MIKE LEVIN AI SEO

Future-proof your skills with Linux, Python, vim & git as I share with you the most timeless and love-worthy tools in tech through my two great projects that work great together.

Google SGE & Bing Conversational Search Video Capture Automation

Learn how to automate Google SGE and Bing conversational search video capture with no outside services using Linux, Bash, vim, JupyterLab, and nbdev. Get the most benefit from dabbling with Linux and future-proof your business by automating video capture of conversational search sessions and emailing the result.

I Automated Video Capture of Google SGE & Bing Conversational Search

By Michael Levin

Sunday, August 27, 2023

Okay the iron is hot with both the Google August 2023 Broad Core Update now live, and all the hubbub about Google Generative Search Experience (SGE). Bing hardly makes the news for search anymore, but I think it’s just pulled so far ahead of Google that the news is Google responding at all. And indeed if you opted into the experiment on Google Labs, you’ll occasionally see the conversational results pop up in default web search. Not often, and more frequently in mobile (reliably in the mobile Google app), but enough so that it’s time to do some proper tracking.

But how to track conversational search? Well, we can start at the beginning and get fancier in time. For now, let’s just take a “search” or a “query”, which we all must now call a prompt and send it to both Bing and Google and video-capture and email the results. Let’s do that with no outside services but for a mailserver because nobody wants to run their own mailserver. But all the machinery to log in as you and perform searches and video-record them? That should be on machines directly under your control for several reasons:

In this project we do some stuff on our local machines that puts you on the path to those superpowers you’ve heard about. It’s not yet-another vendor product or monthly subscription. No, rather it’s embracing the same tech that the people making money off of you use. They’re not subject to the same rapidly changing rules as the general public. They’re building to last, because you can only re-write your software so many times. It’s far easier to swap out hardware, so long as your software is written well to allow it.

So we’re adopt some of the same slow-changing APIs as the datacenter operators and the big tech themselves use. Few run Windows server-side anymore if they can help it. It’s just too expensive when you scale. It’s also about self-determinacy. If your own business functions, the very life-operations of your organization, is tied to paying some other company every time you use more of their product when others can use free product, then all else being equal those using the free product have a competitive advantage. They can grow their business and accommodate more customers with less friction and expense.

That may sound boring to you, but it need not be. Especially if we start with daily journaling.

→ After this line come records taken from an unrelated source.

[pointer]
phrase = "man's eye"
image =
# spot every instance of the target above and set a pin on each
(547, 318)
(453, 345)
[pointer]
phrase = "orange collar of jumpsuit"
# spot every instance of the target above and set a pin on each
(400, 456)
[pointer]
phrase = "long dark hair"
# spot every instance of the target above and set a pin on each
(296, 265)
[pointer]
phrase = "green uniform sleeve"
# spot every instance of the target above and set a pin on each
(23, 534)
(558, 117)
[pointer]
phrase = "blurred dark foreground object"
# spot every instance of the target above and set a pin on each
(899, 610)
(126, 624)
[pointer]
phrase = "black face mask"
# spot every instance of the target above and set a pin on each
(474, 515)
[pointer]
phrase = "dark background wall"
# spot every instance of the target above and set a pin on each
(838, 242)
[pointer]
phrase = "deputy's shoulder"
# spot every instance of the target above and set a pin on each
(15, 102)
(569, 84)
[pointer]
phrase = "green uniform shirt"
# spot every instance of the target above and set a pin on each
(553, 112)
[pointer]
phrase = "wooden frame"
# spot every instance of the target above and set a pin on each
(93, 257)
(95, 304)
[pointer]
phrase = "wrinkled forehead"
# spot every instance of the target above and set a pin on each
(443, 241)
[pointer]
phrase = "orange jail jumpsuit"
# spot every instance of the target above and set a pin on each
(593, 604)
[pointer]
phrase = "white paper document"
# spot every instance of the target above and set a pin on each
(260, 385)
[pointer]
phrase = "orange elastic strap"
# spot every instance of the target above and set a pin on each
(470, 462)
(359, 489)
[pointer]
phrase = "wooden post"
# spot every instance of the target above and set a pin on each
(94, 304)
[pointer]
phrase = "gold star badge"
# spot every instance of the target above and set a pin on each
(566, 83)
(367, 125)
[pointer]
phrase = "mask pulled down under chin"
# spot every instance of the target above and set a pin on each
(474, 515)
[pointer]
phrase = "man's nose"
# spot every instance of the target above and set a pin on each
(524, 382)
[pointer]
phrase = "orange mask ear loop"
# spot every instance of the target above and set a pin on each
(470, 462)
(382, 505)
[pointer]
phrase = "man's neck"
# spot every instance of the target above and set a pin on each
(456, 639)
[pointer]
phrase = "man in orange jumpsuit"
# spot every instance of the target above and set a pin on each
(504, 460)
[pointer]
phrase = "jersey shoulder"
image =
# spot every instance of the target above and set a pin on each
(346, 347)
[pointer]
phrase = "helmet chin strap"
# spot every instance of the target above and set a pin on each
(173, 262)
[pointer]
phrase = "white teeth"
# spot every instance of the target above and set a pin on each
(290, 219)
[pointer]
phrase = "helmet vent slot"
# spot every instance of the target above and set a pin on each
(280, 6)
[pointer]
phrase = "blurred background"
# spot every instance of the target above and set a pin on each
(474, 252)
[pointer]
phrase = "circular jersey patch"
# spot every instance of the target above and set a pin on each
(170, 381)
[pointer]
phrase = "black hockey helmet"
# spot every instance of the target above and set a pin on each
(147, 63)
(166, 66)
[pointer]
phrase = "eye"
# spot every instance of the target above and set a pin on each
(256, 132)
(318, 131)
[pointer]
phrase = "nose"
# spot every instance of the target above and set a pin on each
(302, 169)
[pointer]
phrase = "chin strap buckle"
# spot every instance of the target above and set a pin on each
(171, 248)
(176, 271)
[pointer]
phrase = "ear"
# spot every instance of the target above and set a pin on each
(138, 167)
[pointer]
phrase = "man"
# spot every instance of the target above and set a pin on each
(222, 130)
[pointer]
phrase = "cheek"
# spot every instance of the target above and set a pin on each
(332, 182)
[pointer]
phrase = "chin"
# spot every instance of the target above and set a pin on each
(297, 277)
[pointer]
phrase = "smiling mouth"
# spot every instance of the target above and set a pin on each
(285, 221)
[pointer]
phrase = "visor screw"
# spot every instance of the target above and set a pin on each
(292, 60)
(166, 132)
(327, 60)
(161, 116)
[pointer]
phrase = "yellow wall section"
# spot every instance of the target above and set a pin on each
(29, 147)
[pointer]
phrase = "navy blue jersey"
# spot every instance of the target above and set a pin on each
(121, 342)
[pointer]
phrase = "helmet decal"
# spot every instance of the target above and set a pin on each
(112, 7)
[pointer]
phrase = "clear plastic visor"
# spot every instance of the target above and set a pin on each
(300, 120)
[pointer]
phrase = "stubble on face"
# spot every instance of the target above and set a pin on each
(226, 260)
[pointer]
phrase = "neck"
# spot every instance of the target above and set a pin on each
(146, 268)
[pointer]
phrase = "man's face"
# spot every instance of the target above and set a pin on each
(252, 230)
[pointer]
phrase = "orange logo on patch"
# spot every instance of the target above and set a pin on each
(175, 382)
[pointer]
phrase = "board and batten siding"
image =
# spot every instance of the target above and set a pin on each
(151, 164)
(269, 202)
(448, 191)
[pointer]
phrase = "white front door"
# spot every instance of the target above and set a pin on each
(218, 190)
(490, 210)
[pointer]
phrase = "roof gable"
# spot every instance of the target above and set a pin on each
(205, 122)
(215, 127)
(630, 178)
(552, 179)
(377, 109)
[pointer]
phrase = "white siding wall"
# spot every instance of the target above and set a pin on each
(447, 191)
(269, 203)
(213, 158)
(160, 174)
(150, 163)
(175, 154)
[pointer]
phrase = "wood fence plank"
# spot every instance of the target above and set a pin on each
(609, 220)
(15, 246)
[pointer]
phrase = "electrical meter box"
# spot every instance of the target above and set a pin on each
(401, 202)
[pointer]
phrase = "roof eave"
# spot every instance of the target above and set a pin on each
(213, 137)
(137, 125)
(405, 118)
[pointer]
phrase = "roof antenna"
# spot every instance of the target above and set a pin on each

How in the world does daily journaling fit into a discussion of not going obsolete in the world of tech, you ask? Easy! By using the vim text editor for journaling. By running vim through a Bash Shell in a Linux Terminal. Huh? Trust me, you’re using a nice everyday thing that’s useful to do in order to learn a bunch of stuff that’s useful to know. It goes:

This is a righteous path to future-proofing, but a difficult one because of wanting to get more benefit from dabbling with Linux in the meanwhile. And so there is! This is what you might call the modified path that I created for MyKoz.AI considering the difficulty of the transition for most folks.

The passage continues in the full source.